GRADE Rating:

Commentary

Artificial intelligence (AI) use in radiology has been growing, especially since deep learning has been shown to surpass humans in some specific use cases. Alam et al.’s systematic review1 focuses on in vitro studies of AI as applied to imaging in dentistry. The purpose of this study was to examine AI image analysis techniques against reference standards or human performance in controlled settings. A variety of clinical tasks were identified including segmentation and classification of teeth, segmentation of bone, caries detection, multiple disease diagnosis and creation of virtual 3D models. Non-interventional studies are a valuable step in the pathway for clinical innovations, often presenting a proof-of-concept validation, whilst circumventing the clinical risk and regulatory oversight associated with interventional studies.

Initial searches returned 617 potentially eligible records, but only nine in vitro studies were ultimately found eligible. The focus on in vitro may have unintentionally excluded many important studies, as many non-clinical validation studies may not been identified by the search strategy and the term is lesser used in the field of AI evaluation.

In the nine studies identified eight utilised CBCT and one panoramic radiographs. The modalities used in the studies identified also don’t represent most of the dental imaging undertaken in general practice - but may still be of relevance for those using CBCT. The AI models identified by this review do show superiority over the reference standards assessed. Different outcome measures were used across the studies, most commonly reflecting speed of analysis, diagnostic accuracy or both. The AI systems were compared against standard of care approaches, or clinicians replicating the task the AI was intended for.
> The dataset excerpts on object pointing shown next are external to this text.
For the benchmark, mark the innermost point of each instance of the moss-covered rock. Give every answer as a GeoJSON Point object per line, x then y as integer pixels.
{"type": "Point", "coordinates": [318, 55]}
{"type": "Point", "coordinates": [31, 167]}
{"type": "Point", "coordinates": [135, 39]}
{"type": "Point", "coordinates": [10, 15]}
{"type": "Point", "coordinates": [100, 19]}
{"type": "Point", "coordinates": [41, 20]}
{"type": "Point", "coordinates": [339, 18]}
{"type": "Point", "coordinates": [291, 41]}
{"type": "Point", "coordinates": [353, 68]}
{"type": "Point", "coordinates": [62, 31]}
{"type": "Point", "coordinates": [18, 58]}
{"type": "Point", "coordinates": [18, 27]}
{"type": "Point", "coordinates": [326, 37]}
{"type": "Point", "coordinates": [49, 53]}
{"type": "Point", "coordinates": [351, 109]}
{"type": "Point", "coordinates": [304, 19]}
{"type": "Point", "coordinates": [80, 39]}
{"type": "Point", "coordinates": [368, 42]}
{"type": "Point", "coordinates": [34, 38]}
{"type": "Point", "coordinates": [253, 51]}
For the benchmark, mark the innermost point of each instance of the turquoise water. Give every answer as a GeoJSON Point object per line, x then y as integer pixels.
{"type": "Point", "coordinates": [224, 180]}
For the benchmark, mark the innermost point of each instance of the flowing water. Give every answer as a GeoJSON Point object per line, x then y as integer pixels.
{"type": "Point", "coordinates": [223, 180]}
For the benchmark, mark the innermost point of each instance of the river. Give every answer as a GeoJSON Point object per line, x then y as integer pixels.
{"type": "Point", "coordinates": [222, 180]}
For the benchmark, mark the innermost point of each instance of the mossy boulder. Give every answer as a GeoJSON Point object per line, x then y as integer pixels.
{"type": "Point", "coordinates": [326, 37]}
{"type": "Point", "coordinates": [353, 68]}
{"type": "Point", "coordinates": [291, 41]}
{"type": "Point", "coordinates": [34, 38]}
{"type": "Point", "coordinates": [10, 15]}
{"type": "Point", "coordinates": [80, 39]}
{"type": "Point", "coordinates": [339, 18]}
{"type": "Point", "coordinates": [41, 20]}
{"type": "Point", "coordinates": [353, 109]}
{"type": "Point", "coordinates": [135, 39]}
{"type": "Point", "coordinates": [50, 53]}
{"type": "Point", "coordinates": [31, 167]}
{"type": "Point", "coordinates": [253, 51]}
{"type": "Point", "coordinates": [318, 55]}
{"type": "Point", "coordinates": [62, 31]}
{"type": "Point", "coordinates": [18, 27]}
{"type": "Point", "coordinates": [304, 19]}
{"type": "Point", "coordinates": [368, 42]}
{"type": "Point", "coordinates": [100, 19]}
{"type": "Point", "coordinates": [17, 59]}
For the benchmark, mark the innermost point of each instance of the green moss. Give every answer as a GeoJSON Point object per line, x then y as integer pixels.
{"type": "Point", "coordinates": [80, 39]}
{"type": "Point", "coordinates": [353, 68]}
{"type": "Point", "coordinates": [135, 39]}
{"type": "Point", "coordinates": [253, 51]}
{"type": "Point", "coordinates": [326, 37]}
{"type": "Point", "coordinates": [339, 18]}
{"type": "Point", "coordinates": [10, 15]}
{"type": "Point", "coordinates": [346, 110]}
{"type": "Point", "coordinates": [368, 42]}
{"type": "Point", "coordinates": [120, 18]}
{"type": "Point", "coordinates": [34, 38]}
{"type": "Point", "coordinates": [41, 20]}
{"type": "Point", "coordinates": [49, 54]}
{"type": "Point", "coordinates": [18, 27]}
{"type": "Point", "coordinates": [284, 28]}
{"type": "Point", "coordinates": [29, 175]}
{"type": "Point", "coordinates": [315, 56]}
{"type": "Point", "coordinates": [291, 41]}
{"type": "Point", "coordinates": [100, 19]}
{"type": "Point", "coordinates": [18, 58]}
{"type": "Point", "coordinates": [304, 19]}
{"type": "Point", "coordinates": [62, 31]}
Furthermore, this systematic review groups together many different forms of machine learning model types including deep learning, convolutional neural networks and combined models. Taken in combination with the low number of studies and study heterogeneity, the meta-analysis reported is of limited utility.

AI specific reporting guidelines, or extensions are available for many different types of study, however some were published after the included studies were published and gaps in AI-specific guidelines for different study types remain2,3. Whilst using the 2020 PRISMA reporting guidelines the authors also used an adapted CONSORT bias tool, this was originally designed for randomised control trials. An alternative would have been to use a generic bias assessment tool for the study type where AI-specific tools are not yet available, e.g. QUADAS 2, or adapt tools tailored to AI studies, e.g. PROBAST-AI4,5,6.

In vitro studies are limited by their design, and for assessment of patient impact, clinical studies are usually required. This is particularly pertinent for AI systems because they can have large drops in accuracy when exposed to real world context; causes include a different population, a different scanner, or a drift in the practice of health professionals7. Furthermore, the studies mainly assessed the direct output of the AI, as opposed to a human using the output. In real-world use the human-computer interaction has a substantial, variable and unstable effect on the effectiveness of AI systems, something which is key to evaluate prior to implementation. The focus on studies done in controlled conditions for diagnostic image analysis is stated as a strength of this study by the authors but is also a weakness in generalisability. An alternative non-interventional methodology would be a “silent-trial”, where an AI model is run in parallel to clinical practice. This has the benefit of being prospective and subject to some of the sources of performance reduction associated with real-world use, but could have been missed as not in vitro8. Many of these shortcomings are however pointed out by the authors including the limitations of generalisability to clinical practice.

AI research has a long history; however, clinical integration across clinical specialties remains limited9. In and outside of dentistry, the key question for evidence-based clinical practice remains; does the technology have a demonstrable benefit to patient care that outweighs any harms? Whilst this non-interventional evidence of AI surpassing humans in dental image analysis tasks is a promising step toward AI innovation, we must continue to await the evidence that will allow responsible decision-making on whether to adopt these technologies or not.